Analyst · Susquehanna.

Makes sense. And then as a follow-up, I was wondering what your expectations were for World Cup relative to your 4Q guide?

Jason Robins

Analyst · Susquehanna.

Yes. World Cup will be interesting. We haven't really talked too much about it. We're not breaking it out separately as we don't with any other sports. So it will be interesting to see what kind of engagement we get. And I think that's probably one of the examples of something that if it significantly outperforms our expectations could be a positive catalyst for the quarter. But we don't have a ton of data on World Cup. So it's really tough to say what to expect from it.

Jason Park

Analyst · Susquehanna.

And certainly, Joe, not a lot of data of World Cup in Q4.

Jason Robins

Analyst · Susquehanna.

Yes. Yes, exactly.
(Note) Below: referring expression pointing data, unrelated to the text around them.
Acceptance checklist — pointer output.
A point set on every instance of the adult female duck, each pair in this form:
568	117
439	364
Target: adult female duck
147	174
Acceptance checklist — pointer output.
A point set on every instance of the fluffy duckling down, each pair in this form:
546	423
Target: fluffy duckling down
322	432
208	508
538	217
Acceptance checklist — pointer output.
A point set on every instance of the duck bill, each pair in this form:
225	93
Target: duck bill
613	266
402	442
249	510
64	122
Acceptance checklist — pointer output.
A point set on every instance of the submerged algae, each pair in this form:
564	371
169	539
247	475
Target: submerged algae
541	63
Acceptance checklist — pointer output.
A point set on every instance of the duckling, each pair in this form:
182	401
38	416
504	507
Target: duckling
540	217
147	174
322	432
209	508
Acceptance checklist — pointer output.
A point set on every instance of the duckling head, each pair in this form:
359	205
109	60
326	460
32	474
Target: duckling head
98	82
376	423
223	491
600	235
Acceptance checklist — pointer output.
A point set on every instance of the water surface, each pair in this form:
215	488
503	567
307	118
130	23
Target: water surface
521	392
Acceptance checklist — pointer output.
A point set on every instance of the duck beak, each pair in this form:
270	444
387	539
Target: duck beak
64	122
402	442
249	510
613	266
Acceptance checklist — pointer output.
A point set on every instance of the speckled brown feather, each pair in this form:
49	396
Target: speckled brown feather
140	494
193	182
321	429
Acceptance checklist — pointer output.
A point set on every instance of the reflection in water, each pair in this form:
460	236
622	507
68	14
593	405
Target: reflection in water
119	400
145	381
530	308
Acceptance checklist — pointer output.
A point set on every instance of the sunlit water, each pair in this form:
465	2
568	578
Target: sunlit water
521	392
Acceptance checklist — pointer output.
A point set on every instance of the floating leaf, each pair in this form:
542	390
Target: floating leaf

Makes a big difference.

Joseph Stauff

Analyst · Susquehanna.

And could I just squeeze a last one in just in terms of your DFS. Is -- how did DFS, I guess, perform in the third quarter? Is it kind of still like low single-digit type grower?

Jason Robins

Analyst · Susquehanna.

Yes, that's about right. DFS continues to be a slow grower for us, but one that's very important because in addition to providing revenue that flows through at a very high margin, it also is really a huge source of new customers for us every time we enter a new state for OSB or iGaming.

Operator

Operator

Our last question comes from Jordan Bender with JMP Securities.

Jordan Bender

Analyst

On the iGaming side, can you talk about the pace of new content coming on to your platform? And then maybe any improvements you've made on that end?

Jason Robins

Analyst

Yes. The biggest thing that we just launched -- and this was a big one that was a lot of work in the making, very proud of the product team was our jackpot functionality. It's totally unique to the market. No one else -- no other operators have it. It allowed players to opt in to a separate jackpot pool, which then once it hits gets paid out, usually very high sums. So really appealing, interesting, attractive product that I think gets at a lot of what players are looking for, which is the opportunity to put a small amount of money to work and potentially get a big payday. So very excited about that. That's the most significant thing we've launched. For the year though, we've been launching tons of new content, lots of games, some of which are homegrown and unique, some of which are through third-party integrations, but always looking to build out the content and make sure that we have both the best and most popular titles out there but also unique and differentiated offerings like our rocket game or like this jackpot functionality that we just recently launched.

Operator

Operator

I'd like to turn the call back over to Jason Robins, CEO, for any closing remarks.

Jason Robins

Analyst

Thank you for all joining us today on the call. We had an excellent third quarter, really excited about performance there. And we feel we're really well positioned for a very strong finish to 2022 and really well set up for 2023 going into 2024, which we expect to be roughly breakeven, potentially our first full profitable year and then, of course, Q4 of 2023, which we expect to be our first quarter of positive adjusted EBITDA. So very excited about the future, only one year away, we think, from our first positive adjusted EBITDA quarter. I look forward to speaking with you all over the next few weeks. And hope everybody stays safe and well and enjoys a very exciting time on the sports calendar through the remainder of the year. Thank you.

Operator

Operator

Ladies and gentlemen, this does conclude today's presentation. You may now disconnect, and have a wonderful day.